韓国大使館は5月5日、『環球時報』『人民日報』『環球時報』の編集部に回答書を送り、「センセーショナルで挑発的、不適切な表現を用いて、貴紙はわが国の大統領と、地域の平和と安定を目指すわが国政府の外交政策を中傷し、客観的根拠なく極めて偏った視点からそうした」と告発した。

4月26日の米韓首脳会談後、ユン大統領のもとでの米韓同盟に対する中国の批判は冷ややかなものであった。人民大学のジン・カンロン氏は、ユン氏の「賢明でない政策は、韓国の国益に反するため、持続不可能である」と述べている。

中韓の外交関係の将来にとって悩ましいのは、米韓首脳会談の外交的失敗と、ユン氏の台湾に関する発言と、北朝鮮に対する国連制裁を実施しない中国を非難するソウルの姿勢に対する中国の厳しい反応である。

ユン氏は中国との関係を、双方が相互の利益に基づいて進めることができるポジティブサムゲームと一貫して位置づけていたが、ユン政権下での中国の韓国に対する見方は、ここ数ヶ月でかなり暗くなっているようであった。

さらに心配なのは、韓国が米国や日本と連携することが、韓国自身の安全保障上の利益や、韓国の伝統的な外交政策を特徴づけてきた米中間のバランスという深い戦略論理にとって有害であるという中国の特徴づけである。

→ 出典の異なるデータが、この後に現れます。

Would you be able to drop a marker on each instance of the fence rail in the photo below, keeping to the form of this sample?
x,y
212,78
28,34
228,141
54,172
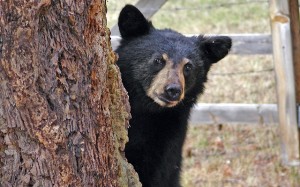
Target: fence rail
x,y
242,44
208,114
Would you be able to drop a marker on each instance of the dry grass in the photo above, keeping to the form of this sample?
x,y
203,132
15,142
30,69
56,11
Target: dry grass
x,y
234,155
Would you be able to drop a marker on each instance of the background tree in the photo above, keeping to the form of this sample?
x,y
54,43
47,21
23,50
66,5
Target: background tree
x,y
63,109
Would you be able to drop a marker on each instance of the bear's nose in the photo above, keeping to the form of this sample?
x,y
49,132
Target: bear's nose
x,y
173,92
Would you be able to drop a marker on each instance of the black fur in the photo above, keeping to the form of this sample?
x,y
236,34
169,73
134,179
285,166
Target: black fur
x,y
157,133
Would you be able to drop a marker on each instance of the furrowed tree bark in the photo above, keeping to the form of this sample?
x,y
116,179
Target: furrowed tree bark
x,y
63,109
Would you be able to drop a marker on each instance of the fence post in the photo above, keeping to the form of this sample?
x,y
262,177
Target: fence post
x,y
285,80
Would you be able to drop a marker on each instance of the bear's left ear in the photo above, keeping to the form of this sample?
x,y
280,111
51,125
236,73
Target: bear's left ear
x,y
215,47
132,22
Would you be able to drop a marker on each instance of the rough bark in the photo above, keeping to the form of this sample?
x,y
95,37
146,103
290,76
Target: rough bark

朝鮮半島の安全保障の不安定化に関する中国の暗い警告は、数十年にわたる中国の対北朝鮮政策が明確に示しているように、明らかに境界線を引いている。先月末、邢駐中国大使が習近平に信任状を提出した際、彼は習近平にソウルを訪問するよう招待するメッセージを伝えている。

しかし、北京とソウルの関係は、融和よりも膠着状態が長期化する可能性が高く、おそらくユン政権の期間中ずっと続くと思われる。

スコット・スナイダーは、米外交問題評議会の韓国研究シニアフェロー兼米韓政策プログラムディレクターであり、『The U.S.-South Korea Alliance』の編集者である: The U.S.-South Korea Alliance: Meeting New Security Challenges(米韓同盟:新たな安全保障上の課題への挑戦)』の編集者である。

ビョン・セウォンはサンフランシスコ州立大学国際関係学部の助教授である。

この記事は、ホノルルの太平洋フォーラムで発表されたものを要約したもので、Comparative Connectionsから抜粋したものです: A Triannual E-Journal of Bilateral Relations in the Indo-Pacific, Volume 25, Number 1, May 2023から抜粋し、ご好意により再掲載させていただきました。